How does the Turnbow family's financial struggle shape their decisions and interactions with others?

 

Thrown into an environment that is failing due to excess precipitation, the Turnbow family is left to act within their own self-interest and cannot afford to think of the environment before their financial hardships. On top of their monetary difficulties, no members of the family are educated enough to understand the environmental effects that cutting down the trees on their property would have. Dellarobia herself was initially concerned only with the appearance of the property following the lumber job, stating “They’ll make it look like a warzone,” naively ignoring the more crucial costs to the environment and local habitats the logging would bring as well (Kingsolver 40). Due to their social status and rural, poverty-ridden town, it is easy to understand why the Turnbow’s take the environment into zero consideration when deciding how to save their farm from being foreclosed.

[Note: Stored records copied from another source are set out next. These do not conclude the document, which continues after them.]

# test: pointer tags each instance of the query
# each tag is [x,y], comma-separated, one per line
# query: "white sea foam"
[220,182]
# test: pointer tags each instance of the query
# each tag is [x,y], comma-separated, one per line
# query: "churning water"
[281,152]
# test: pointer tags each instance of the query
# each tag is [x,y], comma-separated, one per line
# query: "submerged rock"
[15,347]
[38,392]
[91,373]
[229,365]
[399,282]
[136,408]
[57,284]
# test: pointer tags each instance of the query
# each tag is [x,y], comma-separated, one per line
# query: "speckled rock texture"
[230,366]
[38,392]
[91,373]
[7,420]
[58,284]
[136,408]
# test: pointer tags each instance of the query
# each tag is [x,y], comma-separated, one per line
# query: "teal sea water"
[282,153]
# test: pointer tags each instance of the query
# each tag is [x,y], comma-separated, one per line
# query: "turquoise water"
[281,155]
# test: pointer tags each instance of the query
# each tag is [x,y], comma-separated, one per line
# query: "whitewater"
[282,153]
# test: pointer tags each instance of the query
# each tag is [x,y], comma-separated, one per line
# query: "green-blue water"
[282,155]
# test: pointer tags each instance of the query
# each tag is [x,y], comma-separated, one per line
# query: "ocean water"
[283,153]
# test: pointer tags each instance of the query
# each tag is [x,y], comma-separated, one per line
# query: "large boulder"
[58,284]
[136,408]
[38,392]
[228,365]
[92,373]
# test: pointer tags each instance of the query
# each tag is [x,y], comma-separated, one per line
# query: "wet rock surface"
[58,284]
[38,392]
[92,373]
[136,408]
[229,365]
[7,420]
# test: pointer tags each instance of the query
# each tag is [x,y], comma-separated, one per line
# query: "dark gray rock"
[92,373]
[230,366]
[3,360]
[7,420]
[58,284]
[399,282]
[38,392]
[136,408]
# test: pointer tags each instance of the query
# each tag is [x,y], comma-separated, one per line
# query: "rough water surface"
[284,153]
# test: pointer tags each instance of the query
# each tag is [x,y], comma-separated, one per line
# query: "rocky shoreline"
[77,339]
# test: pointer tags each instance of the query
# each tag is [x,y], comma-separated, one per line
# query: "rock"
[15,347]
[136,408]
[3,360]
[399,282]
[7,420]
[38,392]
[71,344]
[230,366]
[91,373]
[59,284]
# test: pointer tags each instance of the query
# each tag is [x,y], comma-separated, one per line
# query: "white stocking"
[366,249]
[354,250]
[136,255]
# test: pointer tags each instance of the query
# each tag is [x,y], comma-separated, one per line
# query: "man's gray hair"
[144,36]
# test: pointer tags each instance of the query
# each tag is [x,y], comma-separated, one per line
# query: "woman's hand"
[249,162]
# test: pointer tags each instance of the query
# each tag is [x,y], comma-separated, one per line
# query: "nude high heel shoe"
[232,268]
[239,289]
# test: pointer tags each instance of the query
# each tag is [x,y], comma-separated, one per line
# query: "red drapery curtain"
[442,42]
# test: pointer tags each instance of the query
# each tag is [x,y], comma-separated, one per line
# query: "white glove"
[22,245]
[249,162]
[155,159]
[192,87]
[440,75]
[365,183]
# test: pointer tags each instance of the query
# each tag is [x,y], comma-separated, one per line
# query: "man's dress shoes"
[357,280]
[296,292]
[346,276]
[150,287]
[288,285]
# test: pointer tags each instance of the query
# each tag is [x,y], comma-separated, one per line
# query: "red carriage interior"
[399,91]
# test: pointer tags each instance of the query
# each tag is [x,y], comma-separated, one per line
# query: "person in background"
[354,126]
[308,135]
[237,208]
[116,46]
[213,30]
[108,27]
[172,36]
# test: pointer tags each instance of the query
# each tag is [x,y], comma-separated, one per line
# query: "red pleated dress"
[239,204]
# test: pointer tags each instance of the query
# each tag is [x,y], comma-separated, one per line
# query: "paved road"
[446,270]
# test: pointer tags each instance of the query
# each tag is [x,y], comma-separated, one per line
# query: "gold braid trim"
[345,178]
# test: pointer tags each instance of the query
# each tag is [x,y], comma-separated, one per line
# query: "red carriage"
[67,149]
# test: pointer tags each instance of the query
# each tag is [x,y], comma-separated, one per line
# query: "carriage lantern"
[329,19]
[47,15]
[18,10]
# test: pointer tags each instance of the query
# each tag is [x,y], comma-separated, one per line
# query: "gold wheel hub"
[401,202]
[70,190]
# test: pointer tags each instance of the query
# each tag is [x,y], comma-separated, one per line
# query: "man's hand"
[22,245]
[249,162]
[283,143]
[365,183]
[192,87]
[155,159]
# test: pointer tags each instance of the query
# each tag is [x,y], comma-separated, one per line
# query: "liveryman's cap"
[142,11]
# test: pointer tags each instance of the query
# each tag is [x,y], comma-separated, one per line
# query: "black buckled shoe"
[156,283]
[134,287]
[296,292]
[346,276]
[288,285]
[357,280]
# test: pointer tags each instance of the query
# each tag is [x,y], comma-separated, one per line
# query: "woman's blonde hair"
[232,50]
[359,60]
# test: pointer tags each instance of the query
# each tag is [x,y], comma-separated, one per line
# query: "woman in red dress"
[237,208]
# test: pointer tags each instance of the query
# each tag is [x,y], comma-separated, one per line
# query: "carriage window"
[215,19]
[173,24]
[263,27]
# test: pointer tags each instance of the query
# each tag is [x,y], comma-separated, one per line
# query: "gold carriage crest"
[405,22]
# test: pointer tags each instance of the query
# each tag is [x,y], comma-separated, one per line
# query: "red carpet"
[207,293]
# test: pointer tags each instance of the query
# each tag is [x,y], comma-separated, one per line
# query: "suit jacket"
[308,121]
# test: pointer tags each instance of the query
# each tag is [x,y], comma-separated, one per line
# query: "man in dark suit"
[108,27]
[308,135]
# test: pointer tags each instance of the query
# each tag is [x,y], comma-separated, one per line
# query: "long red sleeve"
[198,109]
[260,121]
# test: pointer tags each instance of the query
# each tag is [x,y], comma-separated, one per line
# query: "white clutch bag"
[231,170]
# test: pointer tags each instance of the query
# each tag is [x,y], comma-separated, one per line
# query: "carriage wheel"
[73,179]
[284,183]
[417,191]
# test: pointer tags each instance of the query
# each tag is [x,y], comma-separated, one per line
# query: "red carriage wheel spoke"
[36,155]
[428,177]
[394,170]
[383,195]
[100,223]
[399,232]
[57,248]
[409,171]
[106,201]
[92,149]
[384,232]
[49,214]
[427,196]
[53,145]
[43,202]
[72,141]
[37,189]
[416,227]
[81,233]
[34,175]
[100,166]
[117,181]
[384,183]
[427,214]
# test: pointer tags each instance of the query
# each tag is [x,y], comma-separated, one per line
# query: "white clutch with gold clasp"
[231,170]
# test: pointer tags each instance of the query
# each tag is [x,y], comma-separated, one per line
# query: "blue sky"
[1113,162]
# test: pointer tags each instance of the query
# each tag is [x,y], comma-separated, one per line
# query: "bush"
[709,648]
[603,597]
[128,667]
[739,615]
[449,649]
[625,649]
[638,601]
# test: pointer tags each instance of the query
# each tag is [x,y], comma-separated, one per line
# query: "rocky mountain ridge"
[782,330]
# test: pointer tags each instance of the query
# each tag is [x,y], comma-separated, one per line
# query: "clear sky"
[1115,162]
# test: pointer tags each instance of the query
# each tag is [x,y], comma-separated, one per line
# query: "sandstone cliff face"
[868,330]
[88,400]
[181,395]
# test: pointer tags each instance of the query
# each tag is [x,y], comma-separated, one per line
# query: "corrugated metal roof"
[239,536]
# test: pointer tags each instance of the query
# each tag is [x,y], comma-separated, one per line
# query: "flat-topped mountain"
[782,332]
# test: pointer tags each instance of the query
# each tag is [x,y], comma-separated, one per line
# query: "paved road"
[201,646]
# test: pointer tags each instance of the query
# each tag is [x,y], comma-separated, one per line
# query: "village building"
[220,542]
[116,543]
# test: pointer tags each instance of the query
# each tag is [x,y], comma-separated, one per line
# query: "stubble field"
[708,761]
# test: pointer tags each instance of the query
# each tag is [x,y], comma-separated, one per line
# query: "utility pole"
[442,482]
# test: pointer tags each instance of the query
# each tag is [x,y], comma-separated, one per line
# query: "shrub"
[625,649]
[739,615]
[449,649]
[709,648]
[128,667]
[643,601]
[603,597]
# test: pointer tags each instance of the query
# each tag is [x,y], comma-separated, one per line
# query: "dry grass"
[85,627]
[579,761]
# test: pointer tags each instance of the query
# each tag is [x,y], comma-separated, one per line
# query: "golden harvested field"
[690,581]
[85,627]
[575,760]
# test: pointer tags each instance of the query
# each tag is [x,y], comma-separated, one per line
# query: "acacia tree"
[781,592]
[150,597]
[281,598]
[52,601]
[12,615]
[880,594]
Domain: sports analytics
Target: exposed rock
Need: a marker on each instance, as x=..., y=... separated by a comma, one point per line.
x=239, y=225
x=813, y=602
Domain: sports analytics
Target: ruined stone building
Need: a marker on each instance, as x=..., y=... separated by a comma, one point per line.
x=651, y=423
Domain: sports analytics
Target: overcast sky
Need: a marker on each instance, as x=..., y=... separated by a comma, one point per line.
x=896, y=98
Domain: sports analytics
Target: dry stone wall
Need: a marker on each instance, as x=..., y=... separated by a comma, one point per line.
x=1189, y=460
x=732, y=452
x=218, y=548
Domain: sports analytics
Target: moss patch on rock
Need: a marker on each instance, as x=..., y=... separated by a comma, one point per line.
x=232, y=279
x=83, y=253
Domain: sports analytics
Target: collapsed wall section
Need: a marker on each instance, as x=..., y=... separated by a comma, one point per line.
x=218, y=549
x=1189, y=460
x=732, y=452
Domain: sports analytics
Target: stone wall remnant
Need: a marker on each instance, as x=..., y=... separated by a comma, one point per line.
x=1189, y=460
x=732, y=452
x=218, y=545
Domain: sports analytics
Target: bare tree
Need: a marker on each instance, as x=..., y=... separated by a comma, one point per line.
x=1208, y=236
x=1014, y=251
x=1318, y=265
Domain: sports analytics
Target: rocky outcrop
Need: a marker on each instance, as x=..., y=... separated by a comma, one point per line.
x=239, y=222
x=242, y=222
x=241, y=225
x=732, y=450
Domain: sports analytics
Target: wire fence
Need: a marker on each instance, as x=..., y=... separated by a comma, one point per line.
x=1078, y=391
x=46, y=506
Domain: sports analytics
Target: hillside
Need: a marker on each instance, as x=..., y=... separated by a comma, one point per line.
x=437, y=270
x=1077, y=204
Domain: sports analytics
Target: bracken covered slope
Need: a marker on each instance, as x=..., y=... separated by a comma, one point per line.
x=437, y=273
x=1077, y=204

                Following her time working and learning under Ovid Byron, Dellarobia reflects on the lack of education she received while she was in school to which Ovid is outraged by. She explains the split of social dynamics in the state of Tennessee, “cities on one end of it, and farms on the other,” and the elusiveness of money sent to the rural side of the state—the side she grew up in (224). This lack of funding and the rural lifestyle of the residents of Feathertown makes college “kind of irrelevant,” to them, which Ovid reacts to “as if she’d mentioned they boiled local children alive” (224). With little priority on academics, Dellarobia explains the impact athletics had on her town, with notable figures like the mayor and Pastor Bobby Ogle gaining their notoriety originally from success in high school sports. Without any focus on further education beyond high school, members of the Feathertown community, such as the Turnbow’s, cannot be expected to be knowledgeable on climate change nor the human actions attributable to it. The Turnbow’s financial difficulties and rural lifestyle also make their efforts to reduce their environmental impact limited.

                While observing the monarchs for their flight behavior, Dellarobia listens to climate change activist, Leighton Atkins, read off different ways to reduce her carbon emissions and promote sustainability. However, she finds the applicability of the methods to herself and her family difficult due to their financial limitations, stating that she can’t afford to eat out, she doesn’t purchase bottled water, she can’t buy things off of Craigslist because she doesn't own a computer and so on (327). Although he means well in his “Sutainability Pledge,” Leighton’s list does not fit Dellarobia and her family’s way of living. The pledge is only applicable to those who can afford to do things Dellarobia cannot. It makes it clear as to why the Turnbow’s could care less about their environmental impact of the logging and would focus more on their farm and its continuation by selling off the resources they have now. They cannot risk losing their family’s only possession and main source of income to act environmentally friendly while others will continue to tarnish the environment no matter what they themselves choose to do.

Comments

  1. I found your reading of the book in regards to this issue to be quite astute. I completely agree that the novel often highlights the dichotomy between the upper class and the lower class and how they consider the environment. The upper class often worry about the environment but in a self-serving manner, while the lower class are too concerned with their own survival to consider the long-term consequences of any actions. To add onto your argument, I would like to highlight a section towards the end of the novel. To decide on the fate of the land behind the house, the Turnbow family have a meeting with Pastor Bobby Ogle. The only one who is still for the logging is Bear. It's not until Bobby reassures him that his "financial concerns can be met" that he relents (403). As it says, "suddenly, Bear was defeated and Bobby was beaming" (404). It was only through having monetary security that the family preserved the land and avoided more ecological destruction, not through some sense of duty or moral responsibility. It goes to strengthen your argument that for those in the lower class, their own stability is more important.